The set seems very roomy in this production of Teaching A Dillo to Cross The Road, an activity which, mercifully, the audience does not literally witness on stage. But then, the play is set in the American Mid-West, where everything is far roomier than someone who lives and works in London is used to.
The pacing of the production borders on glacial on occasion, and only in its dying moments does it finally go into overdrive, though again the audience is witnessing a different pace of life.
Not that the characters aren’t on top of one another, so to speak, and this being a relatively small town – unspecified, as far I can recall – almost everybody knows almost everybody else to a greater or lesser extent. And there’s a whole load of (off-stage) sleeping around going on. Let’s just say Chase (Sam Landon) doesn’t go round to see his employee Will (Daniel Chrisostomou) at Will’s house just for some neighbourly chit-chat. Flo (Anna Brochmann), is carer for Sam (Graham Rollason), an 89-year- old man with dementia, and while Chase is marrying Hope (Rosalyn Mitchell) the next day, he still wants a final slice of Flo’s pie prior to matrimony. It gets even more complicated than that, once Will’s wife May (Rebecca Calienda) is also taken into consideration. At one point, such was the bedroom activity that Andrew Lloyd Webber’s Aspects of Love musical came to mind.
There are few moments of comic relief in this play, which has its positives and its drawbacks. There are no nervous giggles to be had or any wondering about whether one should be laughing at the dark humour. On the other hand, its sheer intensity can be a bit of a slog after a while, and despite a comfortable running time I began to long for a slightly swifter resolution. That, of course, is not how real life works, and in being able to elicit such a response, this production has an appeal, particularly to those who like to be challenged and contemplative at the theatre.
Perhaps predictably, Flo starts off as being all timid and naive but ends up doing something that has more impact than any other single event in the play. At the start, matters are so cool and collected between characters that an atmosphere of growing simmering tension is quickly developed. There are details that are, to be blunt, superfluous, or at the very least, not strictly necessary. May’s persistent belching becomes too dull and repetitive. Someone’s cremated remains are messed around with inappropriately, which I didn’t find shocking, though maybe I ought to have done, but this was mainly because I was trying to figure out why it was done. I remain uncertain.

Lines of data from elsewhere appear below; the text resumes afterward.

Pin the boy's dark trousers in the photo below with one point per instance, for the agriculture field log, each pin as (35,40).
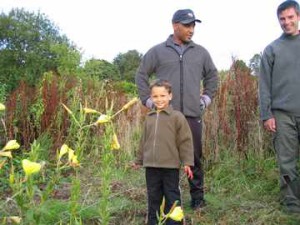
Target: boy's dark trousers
(196,184)
(162,182)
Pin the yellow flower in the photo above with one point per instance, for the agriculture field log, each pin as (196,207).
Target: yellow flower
(11,145)
(30,167)
(88,110)
(177,214)
(130,103)
(63,150)
(71,154)
(74,161)
(103,119)
(2,162)
(115,145)
(2,107)
(6,154)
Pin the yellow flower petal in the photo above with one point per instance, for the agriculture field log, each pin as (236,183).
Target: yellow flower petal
(63,150)
(2,107)
(177,214)
(30,167)
(115,145)
(11,178)
(2,162)
(88,110)
(11,145)
(103,119)
(130,103)
(71,154)
(6,154)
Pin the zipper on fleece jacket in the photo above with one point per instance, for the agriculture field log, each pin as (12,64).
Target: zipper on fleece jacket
(181,82)
(155,135)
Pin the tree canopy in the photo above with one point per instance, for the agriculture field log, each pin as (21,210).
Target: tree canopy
(127,64)
(30,44)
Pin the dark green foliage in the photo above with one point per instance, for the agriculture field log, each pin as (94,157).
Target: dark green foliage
(127,87)
(128,64)
(30,44)
(101,69)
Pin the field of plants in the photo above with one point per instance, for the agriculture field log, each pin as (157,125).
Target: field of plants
(67,146)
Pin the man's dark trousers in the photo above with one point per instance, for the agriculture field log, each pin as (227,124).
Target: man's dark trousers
(196,184)
(162,182)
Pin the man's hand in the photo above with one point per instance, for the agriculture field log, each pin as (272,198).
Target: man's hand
(188,172)
(270,125)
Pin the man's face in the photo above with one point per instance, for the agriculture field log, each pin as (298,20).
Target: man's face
(289,21)
(183,32)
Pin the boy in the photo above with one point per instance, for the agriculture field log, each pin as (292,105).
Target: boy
(166,143)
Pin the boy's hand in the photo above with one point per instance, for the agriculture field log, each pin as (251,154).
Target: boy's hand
(188,172)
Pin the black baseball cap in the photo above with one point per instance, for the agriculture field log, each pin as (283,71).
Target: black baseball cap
(184,16)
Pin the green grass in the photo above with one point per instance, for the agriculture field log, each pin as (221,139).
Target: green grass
(237,192)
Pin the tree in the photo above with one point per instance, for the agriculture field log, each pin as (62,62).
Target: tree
(127,64)
(254,64)
(101,69)
(30,44)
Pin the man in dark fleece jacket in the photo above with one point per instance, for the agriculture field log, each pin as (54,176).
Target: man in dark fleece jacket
(280,103)
(186,65)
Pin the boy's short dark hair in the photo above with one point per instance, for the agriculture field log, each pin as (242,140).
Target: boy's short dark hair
(161,83)
(286,5)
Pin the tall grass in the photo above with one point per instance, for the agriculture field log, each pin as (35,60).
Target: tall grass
(241,173)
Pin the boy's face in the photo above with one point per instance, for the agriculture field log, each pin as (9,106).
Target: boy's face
(160,97)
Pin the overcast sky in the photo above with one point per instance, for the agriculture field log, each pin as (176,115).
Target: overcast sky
(104,28)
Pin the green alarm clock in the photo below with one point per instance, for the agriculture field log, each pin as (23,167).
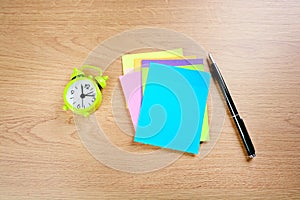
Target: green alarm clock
(82,94)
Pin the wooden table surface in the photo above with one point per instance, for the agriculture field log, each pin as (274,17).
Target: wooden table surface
(256,44)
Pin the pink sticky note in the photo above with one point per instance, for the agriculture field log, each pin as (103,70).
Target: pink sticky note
(132,88)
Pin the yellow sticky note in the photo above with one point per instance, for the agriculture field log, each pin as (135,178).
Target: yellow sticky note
(138,62)
(128,59)
(205,125)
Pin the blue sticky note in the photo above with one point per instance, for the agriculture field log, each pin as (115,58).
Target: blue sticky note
(173,108)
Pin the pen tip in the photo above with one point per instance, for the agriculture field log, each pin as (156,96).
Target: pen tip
(252,156)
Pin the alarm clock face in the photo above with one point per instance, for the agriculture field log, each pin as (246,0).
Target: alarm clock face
(82,94)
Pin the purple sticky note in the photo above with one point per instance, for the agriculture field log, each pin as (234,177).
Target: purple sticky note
(181,62)
(132,89)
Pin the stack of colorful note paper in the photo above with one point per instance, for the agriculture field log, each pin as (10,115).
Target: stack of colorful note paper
(166,94)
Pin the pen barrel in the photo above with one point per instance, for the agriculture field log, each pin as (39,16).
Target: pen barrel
(244,136)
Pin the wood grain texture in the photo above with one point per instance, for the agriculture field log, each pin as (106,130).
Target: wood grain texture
(256,45)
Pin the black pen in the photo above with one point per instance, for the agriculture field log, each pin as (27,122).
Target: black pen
(237,119)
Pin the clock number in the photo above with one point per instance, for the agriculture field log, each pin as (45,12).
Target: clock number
(87,86)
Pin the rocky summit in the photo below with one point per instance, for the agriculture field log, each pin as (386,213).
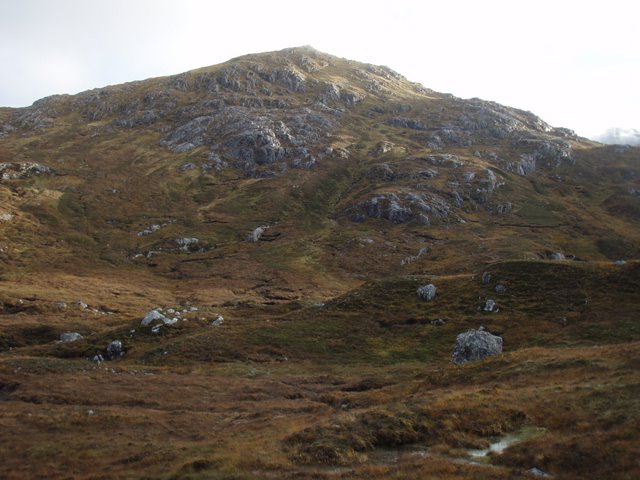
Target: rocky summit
(235,270)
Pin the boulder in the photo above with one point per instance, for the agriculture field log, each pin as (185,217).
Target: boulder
(427,292)
(255,236)
(490,306)
(70,337)
(476,345)
(536,472)
(115,350)
(156,316)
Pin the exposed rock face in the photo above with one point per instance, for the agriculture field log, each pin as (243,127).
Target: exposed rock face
(13,171)
(476,345)
(256,234)
(490,306)
(187,243)
(421,207)
(70,337)
(253,138)
(427,292)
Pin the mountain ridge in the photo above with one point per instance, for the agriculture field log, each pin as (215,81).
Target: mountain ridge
(261,269)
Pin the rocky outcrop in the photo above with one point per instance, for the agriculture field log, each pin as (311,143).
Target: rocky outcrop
(420,207)
(476,345)
(14,171)
(155,317)
(68,337)
(490,306)
(115,350)
(257,233)
(404,122)
(257,141)
(427,292)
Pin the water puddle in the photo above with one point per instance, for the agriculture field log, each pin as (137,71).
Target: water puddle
(500,444)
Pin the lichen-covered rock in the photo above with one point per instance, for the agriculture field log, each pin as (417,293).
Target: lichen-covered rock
(427,292)
(476,345)
(70,337)
(257,233)
(404,122)
(155,316)
(115,350)
(504,208)
(490,306)
(13,171)
(412,206)
(187,244)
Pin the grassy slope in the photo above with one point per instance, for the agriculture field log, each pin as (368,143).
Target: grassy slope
(262,394)
(287,388)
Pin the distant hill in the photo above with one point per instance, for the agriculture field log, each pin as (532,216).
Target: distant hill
(221,274)
(620,136)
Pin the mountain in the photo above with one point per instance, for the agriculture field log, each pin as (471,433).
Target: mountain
(620,136)
(279,212)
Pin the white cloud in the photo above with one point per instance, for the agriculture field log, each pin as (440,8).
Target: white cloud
(574,63)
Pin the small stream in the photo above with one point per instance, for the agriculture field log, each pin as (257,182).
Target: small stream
(501,443)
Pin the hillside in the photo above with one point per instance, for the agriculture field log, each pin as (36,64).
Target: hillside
(304,198)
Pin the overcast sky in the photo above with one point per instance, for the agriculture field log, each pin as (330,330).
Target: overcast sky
(574,63)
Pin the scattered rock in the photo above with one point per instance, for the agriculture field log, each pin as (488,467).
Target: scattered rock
(504,208)
(490,306)
(413,258)
(501,289)
(536,472)
(13,171)
(115,350)
(427,292)
(255,236)
(476,345)
(149,230)
(70,337)
(187,244)
(155,315)
(383,147)
(403,122)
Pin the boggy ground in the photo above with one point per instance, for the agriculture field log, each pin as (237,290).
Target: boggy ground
(360,387)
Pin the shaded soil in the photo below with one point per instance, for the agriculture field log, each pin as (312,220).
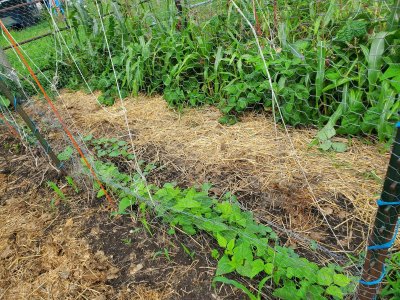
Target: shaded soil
(74,249)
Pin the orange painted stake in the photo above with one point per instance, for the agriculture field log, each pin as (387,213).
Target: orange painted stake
(74,143)
(12,129)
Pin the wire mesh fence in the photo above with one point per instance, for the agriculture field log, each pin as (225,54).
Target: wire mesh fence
(332,66)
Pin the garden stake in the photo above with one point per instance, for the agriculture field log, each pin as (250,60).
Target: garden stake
(5,91)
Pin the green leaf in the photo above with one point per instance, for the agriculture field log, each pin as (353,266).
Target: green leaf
(100,193)
(114,153)
(325,276)
(242,252)
(339,147)
(335,291)
(326,133)
(222,242)
(251,268)
(287,292)
(187,203)
(269,268)
(325,145)
(124,204)
(341,280)
(4,101)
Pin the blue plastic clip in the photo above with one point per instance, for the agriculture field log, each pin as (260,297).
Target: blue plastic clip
(389,243)
(384,203)
(376,281)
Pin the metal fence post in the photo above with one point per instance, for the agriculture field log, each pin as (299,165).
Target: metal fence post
(385,227)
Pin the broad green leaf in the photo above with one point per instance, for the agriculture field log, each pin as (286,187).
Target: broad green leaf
(100,193)
(4,101)
(326,133)
(341,280)
(325,276)
(269,268)
(242,252)
(222,242)
(326,145)
(124,204)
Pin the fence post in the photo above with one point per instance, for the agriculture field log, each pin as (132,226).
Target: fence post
(9,73)
(385,228)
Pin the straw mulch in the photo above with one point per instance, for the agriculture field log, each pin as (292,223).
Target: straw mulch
(298,188)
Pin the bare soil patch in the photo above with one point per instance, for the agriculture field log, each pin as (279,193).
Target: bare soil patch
(274,173)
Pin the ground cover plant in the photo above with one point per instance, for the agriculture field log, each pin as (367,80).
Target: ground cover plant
(329,65)
(246,247)
(340,74)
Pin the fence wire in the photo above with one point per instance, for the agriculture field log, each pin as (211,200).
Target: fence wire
(332,66)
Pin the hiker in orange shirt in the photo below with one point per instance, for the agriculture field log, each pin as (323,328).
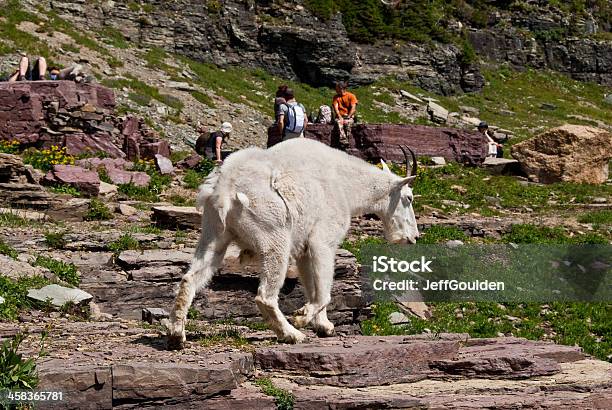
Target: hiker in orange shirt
(345,106)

It’s not just in the UK that care home fees are a prevailing issue. The dependency certain characters have on alcohol was not, tellingly, sufficient to put me off having a glass of wine at the interval, and sometimes the plot develops so slowly, especially in the second half, that there was scope for my thoughts to wander away from Will’s front room for a moment or so without having missed much. I assume the play is set before the days of commonplace mobile telephony, what with Will’s obsessive reliance on the landline.
The play raises a lot of questions to be grappled with. While all human beings by definition are imperfect, Sam at least has a mental disorder that explains his behaviour. As for the rest of the characters, it is difficult to feel much empathy for them. The glimmer of hope Will paints in the final scene is indicative of the prevailing aspiration of the American Dream, leaving me torn between cynicism that the characters’ issues will ever be properly resolved and a prevailing thought that there’s nothing wrong with ambition. A thoughtful and somewhat intriguing production.
Review by Chris Omaweng
It all started when…
Will returns to May, his alcoholic wife, who is burdened with looking after Will’s sick father Sam, with the aid of the mousy nurse Flo, who’s recently lost her father and is carrying around the urn of his ashes unsure of where scatter them.
We are thrown into a world of volatile uncertainty as we enter the lives of these mid-western working class Americans. Sex, violence, alcohol, death and unspoken tragedy are major players in this explosive piece of new writing by American playwright David Moberg.